Should we be surprised that we are witnessing so many failures all around us? After all, the mainstream media claims that the U.S. economy is doing just great. Of course the truth is that the economy is not in good shape at all. Those in positions of power have been desperately trying to prop up the system, but it continues to steadily fall apart. Earlier this year, we witnessed the second largest bank failure in U.S. history, the third largest bank failure in U.S. history, and the fourth largest bank failure in U.S. history. The Federal Reserve implemented extreme measures in an attempt to keep more banks from failing, but now another one has failed. On Friday, Heartland Tri-State Bank collapsed and the FDIC took control and arranged a sale…

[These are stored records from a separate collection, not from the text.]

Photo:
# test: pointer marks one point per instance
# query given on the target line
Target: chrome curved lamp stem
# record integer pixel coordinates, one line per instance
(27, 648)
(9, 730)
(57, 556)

Heartland Tri-State Bank of Elkhart, Kansas, failed on Friday, with the Federal Deposit Insurance Corporation taking control.

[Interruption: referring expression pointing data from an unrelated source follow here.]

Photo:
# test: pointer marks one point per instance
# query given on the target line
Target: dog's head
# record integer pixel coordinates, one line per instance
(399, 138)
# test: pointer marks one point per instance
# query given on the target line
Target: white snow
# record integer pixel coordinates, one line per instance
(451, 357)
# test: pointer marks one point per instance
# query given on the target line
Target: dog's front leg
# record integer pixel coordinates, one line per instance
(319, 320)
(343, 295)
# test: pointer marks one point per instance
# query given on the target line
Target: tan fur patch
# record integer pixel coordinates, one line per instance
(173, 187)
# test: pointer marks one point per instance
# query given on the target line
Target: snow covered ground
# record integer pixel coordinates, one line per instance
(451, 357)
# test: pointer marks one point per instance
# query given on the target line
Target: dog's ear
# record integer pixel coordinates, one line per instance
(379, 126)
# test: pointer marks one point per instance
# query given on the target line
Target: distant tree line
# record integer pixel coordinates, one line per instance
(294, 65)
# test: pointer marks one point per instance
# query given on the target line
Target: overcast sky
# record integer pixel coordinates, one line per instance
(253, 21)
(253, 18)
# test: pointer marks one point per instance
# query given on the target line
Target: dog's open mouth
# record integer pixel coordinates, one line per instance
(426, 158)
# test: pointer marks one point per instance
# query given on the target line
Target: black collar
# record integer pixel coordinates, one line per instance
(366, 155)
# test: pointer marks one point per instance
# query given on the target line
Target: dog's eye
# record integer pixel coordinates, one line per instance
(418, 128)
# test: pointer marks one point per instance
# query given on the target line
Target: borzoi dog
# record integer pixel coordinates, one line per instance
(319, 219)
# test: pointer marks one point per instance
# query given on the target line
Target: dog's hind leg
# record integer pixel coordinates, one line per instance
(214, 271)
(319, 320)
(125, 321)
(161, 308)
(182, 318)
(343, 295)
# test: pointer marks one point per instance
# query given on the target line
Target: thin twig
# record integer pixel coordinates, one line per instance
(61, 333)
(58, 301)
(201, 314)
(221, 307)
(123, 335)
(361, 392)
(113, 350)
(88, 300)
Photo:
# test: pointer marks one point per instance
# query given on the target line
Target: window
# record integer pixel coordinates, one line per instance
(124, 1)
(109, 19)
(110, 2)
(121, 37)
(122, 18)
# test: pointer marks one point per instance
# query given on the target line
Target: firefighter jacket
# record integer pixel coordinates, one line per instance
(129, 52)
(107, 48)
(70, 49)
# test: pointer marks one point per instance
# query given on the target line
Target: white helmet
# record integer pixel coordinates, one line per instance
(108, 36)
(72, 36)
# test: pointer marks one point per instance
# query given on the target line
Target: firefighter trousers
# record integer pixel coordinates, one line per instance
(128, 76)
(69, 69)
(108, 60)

The FDIC agreed to assume all the deposits of Heartland Tri-State Bank to protect customers, entering a purchase and assumption agreement with Dream First Bank of Syracuse, Kansas.

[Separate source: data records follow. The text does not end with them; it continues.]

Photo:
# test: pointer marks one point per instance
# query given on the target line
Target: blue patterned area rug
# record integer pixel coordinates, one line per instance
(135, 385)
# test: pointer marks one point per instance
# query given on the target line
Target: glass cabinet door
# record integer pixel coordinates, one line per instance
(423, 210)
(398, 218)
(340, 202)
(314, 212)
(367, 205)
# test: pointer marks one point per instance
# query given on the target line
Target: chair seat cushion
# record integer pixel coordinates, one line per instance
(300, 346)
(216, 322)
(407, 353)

That means the four branches of Heartland Tri-State Bank will reopen as branches of Dream First Bank on Monday.
This is the pattern that has emerged.
When a bank fails, the government is going to arrange for it to be absorbed by a bigger bank if possible.
Over time, this will lead to an unprecedented wave of consolidation in the banking industry.
The trucking industry has also fallen on very hard times.
Already this year we have seen a number of trucking company failures including Flagship Transport in Florida and FreightWorks Transport in North Carolina.
Now Yellow Corp. has gone belly up, and every single one of their 30,000 workers will be searching for new jobs…
Yellow Corp., a 99-year-old trucking company that was once a dominant player in its field, halted operations Sunday and will lay off all 30,000 of its workers.
The unionized company has been in a battle with the Teamsters union, which represents about 22,000 drivers and dock workers at the company. Just a week ago the union canceled a threatened strike that had been prompted by the company failing to contribute to its pension and health insurance plans. The union granted the company an extra month to make the required payments.
But by midweek last week, the company had stopped picking up freight from its customers and was making deliveries only of freight already in its system, according to both the union and Satish Jindel, a trucking industry consultant.